Under its plans, Cairo will also increase the capital of the Export Credit Guarantee Company for Export Insurance by £E300m ($54m), so it can provide cover to more exporters.

A new fund could also be set up to protect exporters against fluctuations in the exchange rate.

The fund would be set up under the auspices of the Export Development Bank, although the details have yet to be finalised. “We have only started exploring this idea this week,” says Fawzy.

The aid package will also include an increase in subsidies
to exporters. The Export Development Fund provides cash funding to exporters to support exhibitions and travel costs.

However, the level of support available to an exporter decreases after one year.

The new measures will ensure that exporters receive the higher level of assistance for two years.

In the second part of the wider scheme, the government will freeze energy prices at current levels. Trade & Industry Minister Rachid Rachid announced in September 2007 that energy subsidies to heavy industrial users would be gradually reduced.

Since then, gas prices for heavy users such as steel and cement firms have risen from $1.25 a million BTUs to $3. Prices for other users have been raised to $1.7 a million BTUs.

Electricity prices have also increased for industrial users, from £E0.13 a kilowatt hour to £E0.20 a kWh for low users, and from £E0.23 to £E0.30 for heavier users. The final objective is to remove all subsidies, so that the gas price reflects international prices within 10 years.

However, further planned price increases are now likely to be delayed. “The rate [of increase] is subject to the economic situation worldwide and locally,” says Amr Assal, chairman of the Industrial Development Authority.

While the plan is for the new measures to remain in place until December 2009, this could yet change. “It might be extended, it might be shortened,” says Fawzy. “It is a dynamic process and we will be continuously revising it.”

Further assistance for businesses could come from the Central Bank of Egypt, which has indicated that it may cut interest rates in an effort to stimulate the economy.

On 9 October, the Central Bank’s deputy governor, Hesham Ramez, said it would consider cutting interest rates, following a 50 basis point cut in rates by central banks in North America and Europe on 8 October.

The next meeting on interest rates is due to be held by the central bank on 6 November, although some bankers suggest any cut is more likely to happen in the first half of 2009.

“Inflation is still high,” says Simon Kitchen, chief economist at Egyptian investment bank EFG-Hermes. “We will be surprised if the central bank cuts interest rates when it meets in a few weeks. We expect a cut in the second quarter of next year.”

The central bank increased interest rates over the first eight months of 2008, as Egypt’s inflation rate increased. In the 12 months to the end of August, the inflation rate for urban areas rose to 23.6 per cent.

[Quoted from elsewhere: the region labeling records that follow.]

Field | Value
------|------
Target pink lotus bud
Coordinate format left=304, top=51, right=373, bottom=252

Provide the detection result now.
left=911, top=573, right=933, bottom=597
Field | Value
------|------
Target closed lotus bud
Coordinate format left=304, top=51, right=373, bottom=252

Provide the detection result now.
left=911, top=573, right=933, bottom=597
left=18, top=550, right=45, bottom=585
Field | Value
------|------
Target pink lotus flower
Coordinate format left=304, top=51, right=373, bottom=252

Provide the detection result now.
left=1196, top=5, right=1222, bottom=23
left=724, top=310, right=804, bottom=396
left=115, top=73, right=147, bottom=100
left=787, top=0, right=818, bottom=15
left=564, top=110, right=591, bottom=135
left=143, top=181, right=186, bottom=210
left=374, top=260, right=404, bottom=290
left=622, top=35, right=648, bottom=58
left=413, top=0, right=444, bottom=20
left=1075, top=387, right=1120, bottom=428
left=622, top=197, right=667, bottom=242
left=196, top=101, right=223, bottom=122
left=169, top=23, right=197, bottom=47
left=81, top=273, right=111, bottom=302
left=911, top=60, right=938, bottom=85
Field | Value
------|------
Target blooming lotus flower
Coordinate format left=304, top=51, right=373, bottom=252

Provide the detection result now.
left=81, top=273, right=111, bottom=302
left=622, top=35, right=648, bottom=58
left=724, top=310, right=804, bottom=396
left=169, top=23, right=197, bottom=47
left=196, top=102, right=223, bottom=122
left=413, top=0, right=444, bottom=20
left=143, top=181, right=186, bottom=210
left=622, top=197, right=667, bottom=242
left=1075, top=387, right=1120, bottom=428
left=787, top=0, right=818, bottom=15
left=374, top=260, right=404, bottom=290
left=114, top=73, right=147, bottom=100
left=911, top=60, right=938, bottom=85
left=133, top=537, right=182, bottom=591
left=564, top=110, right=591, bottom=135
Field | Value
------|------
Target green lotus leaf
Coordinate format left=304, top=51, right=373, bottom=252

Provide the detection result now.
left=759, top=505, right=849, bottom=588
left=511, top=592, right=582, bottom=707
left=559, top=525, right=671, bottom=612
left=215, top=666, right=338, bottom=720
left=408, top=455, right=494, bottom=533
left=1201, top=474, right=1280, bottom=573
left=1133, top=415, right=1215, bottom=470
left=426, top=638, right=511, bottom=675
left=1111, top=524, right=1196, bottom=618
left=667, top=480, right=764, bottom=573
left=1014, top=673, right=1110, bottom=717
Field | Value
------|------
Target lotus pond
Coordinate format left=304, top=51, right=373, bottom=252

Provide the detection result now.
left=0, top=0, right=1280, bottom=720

However, there are signs that inflation is now falling. According to the Central Agency for Public Mobilisation & Statistics, inflation fell to 21.5 per cent in September, raising hopes that the peak in inflation has passed. For the central bank to cut interest rates, it will need to be convinced that inflation is coming under control.

Egypt’s economy is expected to slow in 2009. The latest World Economic Outlook report from the International Monetary Fund (IMF) forecasts growth of 6 per cent in 2009, compared with 7.2 per cent in 2008.

As recently as April, the IMF forecast Egypt’s economy would grow at 7.1 per cent in 2009.

Egyptian equities have been pummelled in recent weeks. The benchmark Case 30 index stood at 5,965 points at the close of trading on 15 October, 50 per cent below its peak on 5 May this year (see feature, page 32).